Yusuke Sato*,
Yugo Igarashi,
Michiyuki Suzuki,
Kei Higuchi and
Seiichi Nishizawa*
Department of Chemistry, Graduate School of Science, Tohoku University, Aoba-ku, Sendai 980-8578, Japan. E-mail: yusuke.sato.a7@tohoku.ac.jp; seiichi.nishizawa.c8@tohoku.ac.jp; Fax: +81-22-795-6552; Tel: +81-22-795-6549
First published on 17th November 2021
The introduction of an amino-group-terminated side chain into deep-red emissive benzo[c,d]indole–quinoline monomethine cyanine dye has led to the improved detection of RNAs as well as the imaging of nucleolar RNAs in cells.
We recently reported on benzo[c,d]indole–quinoline monomethine cyanine dye (BIQ, Fig. 1) as a new class of RNA-selective fluorescent dye in the deep-red spectral region (λem = 657 nm).4 BIQ features a large light-up signaling ability when binding to RNA (more than 100-fold), which stands in sharp contrast to coumarin–pyronin (CP: λem = 658 nm, ϕbound = 0.024)3a and Nile blue derivative (NBE: λem = 705 nm, ϕfree = 0.04)3b that were previously developed as deep-red emissive small probes for live cell imaging (less than 5-fold).

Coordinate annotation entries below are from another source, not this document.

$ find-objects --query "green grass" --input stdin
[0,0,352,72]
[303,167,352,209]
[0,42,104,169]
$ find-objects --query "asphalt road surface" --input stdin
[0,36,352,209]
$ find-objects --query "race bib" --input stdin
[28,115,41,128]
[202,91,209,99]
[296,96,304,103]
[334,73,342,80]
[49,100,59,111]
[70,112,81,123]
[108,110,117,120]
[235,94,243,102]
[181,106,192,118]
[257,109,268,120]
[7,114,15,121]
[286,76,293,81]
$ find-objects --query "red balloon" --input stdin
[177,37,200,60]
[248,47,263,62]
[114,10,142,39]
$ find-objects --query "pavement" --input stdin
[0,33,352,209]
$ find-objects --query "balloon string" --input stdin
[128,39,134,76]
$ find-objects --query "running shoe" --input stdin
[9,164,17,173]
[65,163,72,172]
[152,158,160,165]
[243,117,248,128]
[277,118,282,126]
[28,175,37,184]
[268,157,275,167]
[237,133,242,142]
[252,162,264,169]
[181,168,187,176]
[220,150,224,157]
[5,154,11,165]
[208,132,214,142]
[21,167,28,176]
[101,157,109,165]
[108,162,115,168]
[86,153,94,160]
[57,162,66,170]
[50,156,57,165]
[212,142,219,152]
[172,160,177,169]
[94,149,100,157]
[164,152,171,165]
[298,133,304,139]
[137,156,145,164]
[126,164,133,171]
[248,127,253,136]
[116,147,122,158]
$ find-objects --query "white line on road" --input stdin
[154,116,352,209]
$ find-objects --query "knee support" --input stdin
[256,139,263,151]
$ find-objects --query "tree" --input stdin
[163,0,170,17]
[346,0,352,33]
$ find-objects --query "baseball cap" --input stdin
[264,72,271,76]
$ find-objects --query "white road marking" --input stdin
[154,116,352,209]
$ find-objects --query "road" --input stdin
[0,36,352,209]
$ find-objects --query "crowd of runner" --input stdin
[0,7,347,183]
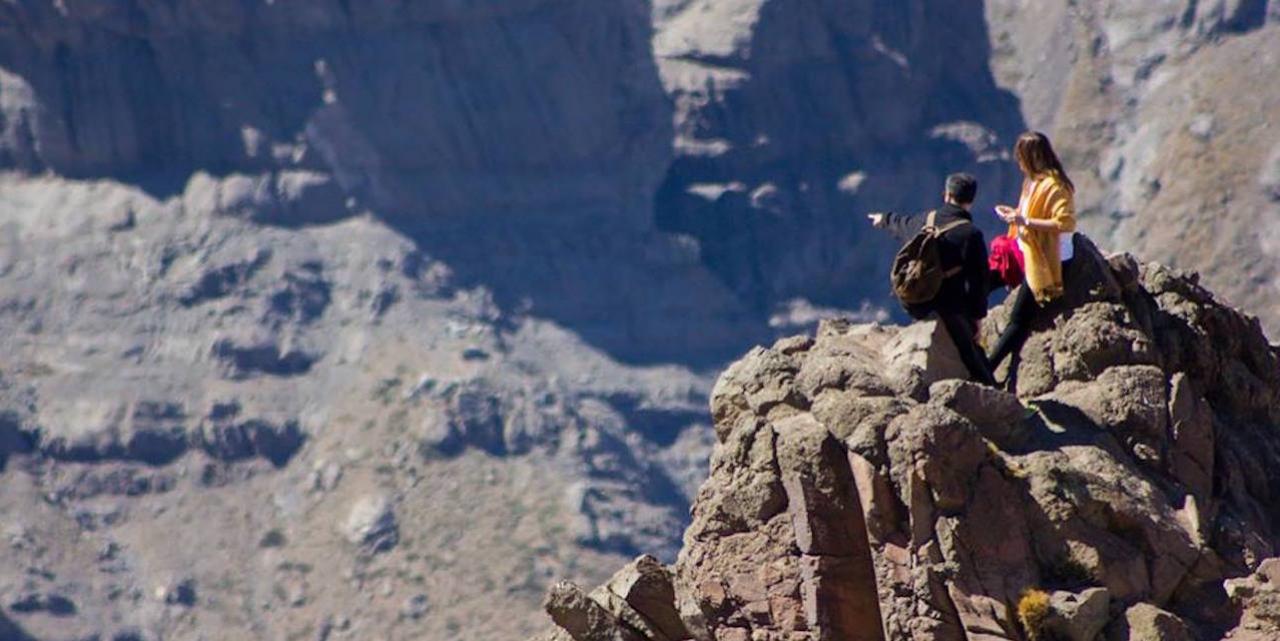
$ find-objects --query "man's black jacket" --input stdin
[884,205,989,320]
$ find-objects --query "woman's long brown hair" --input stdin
[1014,132,1075,192]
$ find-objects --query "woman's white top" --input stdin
[1018,180,1075,262]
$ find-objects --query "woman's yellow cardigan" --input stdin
[1009,174,1075,305]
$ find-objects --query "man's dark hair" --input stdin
[947,174,978,205]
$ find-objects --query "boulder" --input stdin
[342,494,399,553]
[881,321,969,400]
[929,380,1028,449]
[604,555,690,641]
[1046,587,1111,641]
[1107,603,1194,641]
[543,581,645,641]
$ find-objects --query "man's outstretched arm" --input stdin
[867,211,924,243]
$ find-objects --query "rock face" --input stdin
[0,0,1280,641]
[535,244,1280,641]
[983,0,1280,334]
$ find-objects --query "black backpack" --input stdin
[890,211,969,312]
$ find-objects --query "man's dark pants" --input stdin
[934,311,996,386]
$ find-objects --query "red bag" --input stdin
[987,235,1027,287]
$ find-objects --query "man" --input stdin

We demonstrated that BIQ served as a useful fluorescent probe for detection of in vitro RNAs as well as for imaging of nucleolar RNAs in both living and fixed cells. Significantly, these 3 kinds of deep-red emissive probes (CP, NBE and BIQ) are rare example of small molecules with a clear selectivity for RNAs over DNAs in both solutions and living cells, but fluorogenic “off–on” signaling ability of cyanine-based BIQ (ϕfree < 0.0001, ϕbound = 0.0085) is outstanding compared to CP and NBE with rigid chemical structures. With the virtue of its light-up signaling ability, the nucleolar RNAs can be visualized even without washing steps after incubation with BIQ. In addition, BIQ is superior in terms of high photostability and negligible cytotoxicity. We believe that BIQ can be the most useful candidate as a deep-red small probe suitable for the imaging of nucleolar RNAs and their biological processing in living cells. However, further efforts are desirable to improve its properties such as the binding affinity and the brightness of the complex with RNA (ϕbound = 0.0085). The improvement of such BIQ functions is expected to make it more valuable for RNA analysis.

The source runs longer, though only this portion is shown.